Free Enterprise Fund v. Public Company Accounting Oversight Bd.
Headline: Struck down dual-layer removal protections for accounting-board members, restoring SEC authority to remove them at will and keeping the Board functioning while changing who controls accountability.
Holding: The Court held that statutes creating two layers of for-cause removal protection for executive officers violate Article II, invalidated the PCAOB’s dual removal limits, and left the Board with members removable at will by the SEC.
- Makes PCAOB members removable at will by the SEC.
- Keeps the Board operating while changing accountability.
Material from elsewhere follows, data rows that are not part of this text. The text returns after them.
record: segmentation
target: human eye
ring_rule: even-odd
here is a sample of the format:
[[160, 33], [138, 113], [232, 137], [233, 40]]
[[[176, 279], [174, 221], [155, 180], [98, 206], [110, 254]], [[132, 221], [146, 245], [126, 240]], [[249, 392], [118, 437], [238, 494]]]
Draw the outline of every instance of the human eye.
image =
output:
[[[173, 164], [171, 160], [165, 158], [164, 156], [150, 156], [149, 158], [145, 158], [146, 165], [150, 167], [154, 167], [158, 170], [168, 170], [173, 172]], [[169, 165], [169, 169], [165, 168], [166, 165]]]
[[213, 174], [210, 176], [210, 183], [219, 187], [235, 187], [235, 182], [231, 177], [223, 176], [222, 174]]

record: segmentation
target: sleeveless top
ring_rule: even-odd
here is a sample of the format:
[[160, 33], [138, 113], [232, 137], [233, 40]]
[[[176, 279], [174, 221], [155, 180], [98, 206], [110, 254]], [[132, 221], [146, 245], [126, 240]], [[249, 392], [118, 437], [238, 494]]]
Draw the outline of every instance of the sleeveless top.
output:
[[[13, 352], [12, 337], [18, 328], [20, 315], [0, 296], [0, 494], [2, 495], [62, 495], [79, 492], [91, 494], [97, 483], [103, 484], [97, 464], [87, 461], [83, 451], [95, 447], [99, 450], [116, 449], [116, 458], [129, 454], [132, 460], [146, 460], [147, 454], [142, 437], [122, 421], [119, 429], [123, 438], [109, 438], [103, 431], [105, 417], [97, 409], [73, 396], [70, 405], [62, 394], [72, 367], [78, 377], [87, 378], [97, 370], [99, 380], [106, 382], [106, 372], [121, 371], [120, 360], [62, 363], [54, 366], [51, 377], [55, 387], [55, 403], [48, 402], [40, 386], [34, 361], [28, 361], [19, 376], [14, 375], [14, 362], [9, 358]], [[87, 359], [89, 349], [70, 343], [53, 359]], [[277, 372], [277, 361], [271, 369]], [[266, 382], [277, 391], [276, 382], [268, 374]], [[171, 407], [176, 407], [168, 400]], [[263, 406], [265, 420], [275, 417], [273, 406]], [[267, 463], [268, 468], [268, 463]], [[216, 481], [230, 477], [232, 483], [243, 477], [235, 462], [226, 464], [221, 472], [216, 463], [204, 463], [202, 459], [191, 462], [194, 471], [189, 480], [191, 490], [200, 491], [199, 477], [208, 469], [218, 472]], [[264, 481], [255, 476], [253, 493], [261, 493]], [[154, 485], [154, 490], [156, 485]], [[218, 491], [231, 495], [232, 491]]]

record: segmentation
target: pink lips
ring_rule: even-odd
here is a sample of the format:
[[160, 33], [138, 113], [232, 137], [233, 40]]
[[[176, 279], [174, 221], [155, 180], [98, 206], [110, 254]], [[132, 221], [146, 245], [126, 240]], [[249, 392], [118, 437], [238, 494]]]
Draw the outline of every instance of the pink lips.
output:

- Affects how Congress can design independent agencies.
Summary
Background
A private accounting firm and a business advocacy group sued the Public Company Accounting Oversight Board (the Board), which Congress created in the Sarbanes-Oxley Act to set audit rules and discipline firms that audit public companies. The Board’s five members were appointed by the Securities and Exchange Commission (SEC). The statute limited removal in two ways: the SEC could remove Board members only for cause, and the SEC Commissioners themselves could be removed by the President only for cause. The dispute began after the Board inspected the firm, criticized its audits, and opened an investigation, prompting the firm and the nonprofit to challenge the Board’s constitutionality.
Reasoning
The Court addressed whether layering two “for-cause” removal protections unlawfully weakens Presidential control over execution of the laws. The majority said yes: two layers of protection prevent the President from holding accountable officers who exercise significant executive power, contrary to Article II. The Court concluded that Congress may not insulate an executive officer behind multiple levels of tenure protection. It therefore invalidated the dual removal provisions but severed only those provisions, leaving the Board itself intact. The Court also held Board members are “inferior officers” who may be appointed by the SEC (treated as a department), so their appointment was lawful.
Real world impact
The practical effect is that the Board continues to operate, but the unlawful two-level protection is excised and the SEC can remove Board members at will. Accounting firms subject to PCAOB oversight remain regulated, but the chain of accountability now runs through the SEC rather than through layered tenure protections. Congress could still change the scheme, and affected parties and agencies will adjust to the Court’s separation-of-powers rule.
Dissents or concurrances
Justice Breyer (joined by three Justices) dissented, arguing the decision ignored functional realities. He warned the ruling could unsettle many administrative structures and urged a practical, context-based approach rather than a categorical rule.